Google Pregel: a system for large-scale graph processing

helwr · on June 22, 2010

here is a brief summary

Pregel defines a sequence of supersteps (execution cycles) which are executed in parallel on the entire (partitioned) graph.

The supersteps are executed by worker threads, synchronized by global synchronization points and coordinated by a master. Pregel keeps vertices and edges on the machine that performs computation and uses network only for message passing.

Within a superstep each vertex executes the same user-defined function. There is no message passing between vertices during the superstep but the vertices will recieve their messages in the next cycle only.

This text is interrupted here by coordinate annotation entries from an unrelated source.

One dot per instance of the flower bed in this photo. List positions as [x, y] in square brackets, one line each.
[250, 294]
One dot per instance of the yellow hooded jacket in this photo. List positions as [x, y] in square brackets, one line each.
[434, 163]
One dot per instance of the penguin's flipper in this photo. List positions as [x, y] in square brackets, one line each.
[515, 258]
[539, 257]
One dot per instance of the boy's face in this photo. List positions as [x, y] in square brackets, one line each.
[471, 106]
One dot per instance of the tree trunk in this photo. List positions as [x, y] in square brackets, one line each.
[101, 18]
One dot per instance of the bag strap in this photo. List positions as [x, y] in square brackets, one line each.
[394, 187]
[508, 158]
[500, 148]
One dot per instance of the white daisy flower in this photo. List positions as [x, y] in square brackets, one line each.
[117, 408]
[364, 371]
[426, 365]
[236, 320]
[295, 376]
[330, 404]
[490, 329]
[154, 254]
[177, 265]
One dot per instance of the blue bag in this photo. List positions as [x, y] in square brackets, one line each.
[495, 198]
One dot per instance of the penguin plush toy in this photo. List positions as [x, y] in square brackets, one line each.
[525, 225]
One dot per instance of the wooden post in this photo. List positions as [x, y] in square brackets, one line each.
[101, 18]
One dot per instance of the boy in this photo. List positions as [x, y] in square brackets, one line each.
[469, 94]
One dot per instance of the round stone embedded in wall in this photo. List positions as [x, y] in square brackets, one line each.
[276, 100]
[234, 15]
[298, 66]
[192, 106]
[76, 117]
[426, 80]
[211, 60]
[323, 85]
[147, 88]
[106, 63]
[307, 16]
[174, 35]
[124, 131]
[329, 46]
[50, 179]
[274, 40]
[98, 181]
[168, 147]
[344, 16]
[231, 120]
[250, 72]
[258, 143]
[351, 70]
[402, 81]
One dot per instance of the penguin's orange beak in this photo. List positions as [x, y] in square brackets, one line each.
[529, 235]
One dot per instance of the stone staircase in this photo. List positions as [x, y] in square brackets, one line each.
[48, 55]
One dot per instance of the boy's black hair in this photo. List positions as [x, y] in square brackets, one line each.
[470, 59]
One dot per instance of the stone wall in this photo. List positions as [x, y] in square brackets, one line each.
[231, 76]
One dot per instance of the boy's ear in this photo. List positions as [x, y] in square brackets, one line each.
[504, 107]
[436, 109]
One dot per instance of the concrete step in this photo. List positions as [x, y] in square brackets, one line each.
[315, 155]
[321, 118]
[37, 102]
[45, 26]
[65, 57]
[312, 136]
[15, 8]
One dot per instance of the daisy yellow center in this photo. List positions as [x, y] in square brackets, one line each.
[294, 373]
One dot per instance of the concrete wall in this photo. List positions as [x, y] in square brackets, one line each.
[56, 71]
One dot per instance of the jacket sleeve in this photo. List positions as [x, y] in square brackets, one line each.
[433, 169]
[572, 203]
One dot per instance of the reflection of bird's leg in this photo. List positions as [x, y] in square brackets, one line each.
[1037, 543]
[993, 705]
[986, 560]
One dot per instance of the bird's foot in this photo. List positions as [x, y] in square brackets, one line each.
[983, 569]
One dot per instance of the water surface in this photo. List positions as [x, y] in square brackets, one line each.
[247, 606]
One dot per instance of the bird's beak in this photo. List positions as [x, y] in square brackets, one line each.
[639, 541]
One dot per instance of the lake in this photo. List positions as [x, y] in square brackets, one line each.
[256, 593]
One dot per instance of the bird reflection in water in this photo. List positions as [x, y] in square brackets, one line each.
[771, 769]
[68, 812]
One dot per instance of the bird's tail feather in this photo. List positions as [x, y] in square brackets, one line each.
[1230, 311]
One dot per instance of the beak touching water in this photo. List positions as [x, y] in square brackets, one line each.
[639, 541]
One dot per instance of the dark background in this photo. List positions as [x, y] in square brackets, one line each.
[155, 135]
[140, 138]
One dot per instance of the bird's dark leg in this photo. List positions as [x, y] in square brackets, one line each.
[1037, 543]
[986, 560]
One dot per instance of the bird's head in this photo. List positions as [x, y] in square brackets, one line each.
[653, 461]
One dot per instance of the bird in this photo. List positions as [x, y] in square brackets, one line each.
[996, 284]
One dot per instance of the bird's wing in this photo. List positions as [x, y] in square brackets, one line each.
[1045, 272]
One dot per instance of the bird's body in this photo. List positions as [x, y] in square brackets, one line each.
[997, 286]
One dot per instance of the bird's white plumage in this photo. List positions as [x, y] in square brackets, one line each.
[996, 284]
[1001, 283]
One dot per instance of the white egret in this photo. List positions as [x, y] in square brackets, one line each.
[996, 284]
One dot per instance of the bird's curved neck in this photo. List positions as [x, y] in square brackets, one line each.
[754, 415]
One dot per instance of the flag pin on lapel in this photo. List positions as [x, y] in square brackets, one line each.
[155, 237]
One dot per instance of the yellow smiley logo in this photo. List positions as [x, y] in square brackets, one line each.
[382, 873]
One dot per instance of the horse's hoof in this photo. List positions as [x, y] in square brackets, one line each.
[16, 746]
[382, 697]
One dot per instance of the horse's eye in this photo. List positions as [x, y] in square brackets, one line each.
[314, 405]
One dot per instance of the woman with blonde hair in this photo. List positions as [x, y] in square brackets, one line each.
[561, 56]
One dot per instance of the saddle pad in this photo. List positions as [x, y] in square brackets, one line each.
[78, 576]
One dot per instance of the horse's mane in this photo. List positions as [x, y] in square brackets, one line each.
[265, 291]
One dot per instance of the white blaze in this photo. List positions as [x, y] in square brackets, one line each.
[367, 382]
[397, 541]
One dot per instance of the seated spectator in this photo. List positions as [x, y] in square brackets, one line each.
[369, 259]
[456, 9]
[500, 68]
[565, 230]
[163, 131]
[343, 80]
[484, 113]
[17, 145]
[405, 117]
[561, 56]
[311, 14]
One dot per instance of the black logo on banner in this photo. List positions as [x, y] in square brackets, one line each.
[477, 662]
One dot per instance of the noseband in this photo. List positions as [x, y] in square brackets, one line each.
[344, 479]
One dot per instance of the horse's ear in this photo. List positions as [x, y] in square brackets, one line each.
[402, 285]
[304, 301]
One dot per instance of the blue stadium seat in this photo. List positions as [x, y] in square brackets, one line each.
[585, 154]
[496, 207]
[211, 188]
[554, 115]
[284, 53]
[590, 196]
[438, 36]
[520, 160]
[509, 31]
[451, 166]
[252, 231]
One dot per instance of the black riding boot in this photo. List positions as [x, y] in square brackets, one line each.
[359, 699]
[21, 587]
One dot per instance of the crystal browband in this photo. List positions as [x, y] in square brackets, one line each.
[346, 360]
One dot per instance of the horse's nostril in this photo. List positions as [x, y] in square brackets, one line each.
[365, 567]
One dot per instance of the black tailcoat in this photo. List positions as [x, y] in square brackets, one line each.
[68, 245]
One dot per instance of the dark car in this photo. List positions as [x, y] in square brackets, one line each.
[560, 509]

There are no remote reads, or shared memory concepts like locks, mutexes and semaphores - it is a "pure message passing model".

Vertex can modify its state, or that of its outgoing edges, receive messages sent to it in the previous superstep, send messages to other vertices (to be received in the next superstep) or even change the topology of the graph.

Vertex state machine has two states Active/Inactive. a vertex is activated by a message received from a previous superstep. A vertex deactivates itself by "voting to halt". When all vertices are deactivated and there are no messages in transit the algorithms terminates.

The output of Pregel program is a set of outputs emitted by vertices, could be a directed graph or a set of disconnected vertices or aggregate stats.

The authors mention Valiant's "Bulk Syncronous Parallel model" as the main inspiration behind this model (I've found only ACM link: http://portal.acm.org/citation.cfm?id=79181)

----------------------

PageRank in Pregel:

class PageRankVertex

: public Vertex<double, void, double> {

public:

virtual void Compute(MessageIterator* msgs) {

if (superstep() >= 1) {

double sum = 0;

for (; !msgs->Done(); msgs->Next())

sum += msgs->Value();

MutableValue() =0.15 / NumVertices() + 0.85 sum; }

if (superstep() < 30) {

const int64 n = GetOutEdgeIterator().size();

SendMessageToAllNeighbors(GetValue() / n); } else {

VoteToHalt(); } } };

kiwidrew · on June 22, 2010

I'd love to find a PDF of the full paper; we hear so much about MapReduce, and this is essentially the map-reduce approach as applied to graphs.

The best reference about Pregel I've been able to find so far is a one-page announcement, published last year: http://jloxim.mimuw.edu.pl/redmine/attachments/11/p6-malewic...

nerme · on June 22, 2010

MapReduce is already being applied to graphs.

Spectral graph theory, ie, the construction and manipulation of graphs that are described by matrices, has been around for quite some time. Two types of matrix representations are typically used. Adjacency matrices and Laplacian matrices.

Page Rank is an example of this. It is equivalent to finding the centrality of a graph, by computing the primary eigenvector of the adjacency matrix of the graph.

MapReduce is used for accomplishing the difficult task of computing the needed eigenvector of a multi-billion dimensional matrix. Instead of attempting an exact computation of the primary eigenvector, the power method is used. The power method is an iterative approach that quickly approaches an approximation of the eigenvector. It comes down to looping over a matrix multiplied by a vector until you get the precision you're looking for.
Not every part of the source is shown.